Tarihe ve gelecek nesillere doğru bir istikamet sunması bakımdan vesika niteliğinde bir yazı kaleme almayı uygun bulduk.
Elbette ki daha evvelce de bu hassas konuya tarihi belgelerle ışık tutmuş isek de, ülkemizde ne yazıktır ki baş döndüren yapay gündemler dolayısıyla bu gibi hayati mevzular daima hasıraltı edile gelmiştir.

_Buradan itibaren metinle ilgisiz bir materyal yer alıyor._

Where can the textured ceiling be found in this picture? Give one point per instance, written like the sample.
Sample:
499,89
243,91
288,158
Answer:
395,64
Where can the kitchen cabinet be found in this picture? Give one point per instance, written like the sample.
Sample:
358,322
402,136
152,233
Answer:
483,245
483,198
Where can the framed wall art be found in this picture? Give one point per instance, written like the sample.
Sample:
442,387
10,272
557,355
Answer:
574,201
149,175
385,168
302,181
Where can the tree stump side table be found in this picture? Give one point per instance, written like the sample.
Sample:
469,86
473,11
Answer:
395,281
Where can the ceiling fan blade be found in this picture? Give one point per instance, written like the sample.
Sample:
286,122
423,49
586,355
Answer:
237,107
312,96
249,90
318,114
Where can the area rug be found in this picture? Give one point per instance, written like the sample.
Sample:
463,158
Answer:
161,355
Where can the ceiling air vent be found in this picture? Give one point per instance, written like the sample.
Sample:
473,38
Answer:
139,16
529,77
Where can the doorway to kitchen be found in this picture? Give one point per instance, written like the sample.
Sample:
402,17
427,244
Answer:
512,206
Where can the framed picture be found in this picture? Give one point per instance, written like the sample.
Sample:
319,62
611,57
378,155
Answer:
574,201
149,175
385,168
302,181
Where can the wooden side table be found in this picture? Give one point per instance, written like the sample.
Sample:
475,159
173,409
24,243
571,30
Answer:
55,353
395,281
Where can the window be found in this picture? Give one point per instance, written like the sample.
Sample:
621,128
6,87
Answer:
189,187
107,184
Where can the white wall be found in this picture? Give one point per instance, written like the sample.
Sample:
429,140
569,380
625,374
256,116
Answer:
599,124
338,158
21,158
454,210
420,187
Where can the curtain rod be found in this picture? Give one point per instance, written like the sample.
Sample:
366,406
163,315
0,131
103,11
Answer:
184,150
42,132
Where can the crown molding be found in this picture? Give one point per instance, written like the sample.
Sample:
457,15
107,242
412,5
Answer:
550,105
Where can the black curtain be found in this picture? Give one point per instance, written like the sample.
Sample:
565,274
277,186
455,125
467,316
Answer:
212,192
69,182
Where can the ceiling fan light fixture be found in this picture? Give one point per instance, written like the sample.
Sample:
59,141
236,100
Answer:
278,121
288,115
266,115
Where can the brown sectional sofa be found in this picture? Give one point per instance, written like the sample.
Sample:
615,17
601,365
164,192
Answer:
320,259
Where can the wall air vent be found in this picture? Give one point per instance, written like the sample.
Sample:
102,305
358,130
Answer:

En son Sn. Binali Yıldırım da, Anayasa'nın 66. maddesinde vurgu yapılan Türk vatandaşlığı tanımı üzerine bir değerlendirmede bulunmuş ve "Vatandaşlık tanımı yeni anayasada elbette ki gözden geçirilebilir" şeklinde bir cümle kurmuştu.
Öte yandan Erbil'de konuşan Meclis eski Başkanı Bülent Arınç ise, mevcut anayasanın yürürlüğe giren değişikliklere rağmen darbe döneminin izlerini taşıdığını, artık sürecin tamamıyla sivil ve demokratik bir anayasa ile sonuçlanması gerektiğini söylemişti.
Aziz Türk milleti!
Bu coğrafyada ve dünyanın daha pek çok yerinde yaşamakta olan kadim Türk milleti ve medeniyetine karşı, çok sistemli ve karmaşık bir operasyon çekilmektedir.
Türk milletine karşı gerek içten ve gerekse dışarıdan yönelen tehdit ve tehlikelerin boyutları, maalesef tartışmaların ötesine geçmiş ve ulus yapısının bozulması ve bölünmesine doğru evrilmeye başlamıştır.
Sözde "Kürt sorunu" varmış gibi, tamamıyla ve çok yönlü bir dış odaklı istihbarat mühendisliği yapılmaktadır.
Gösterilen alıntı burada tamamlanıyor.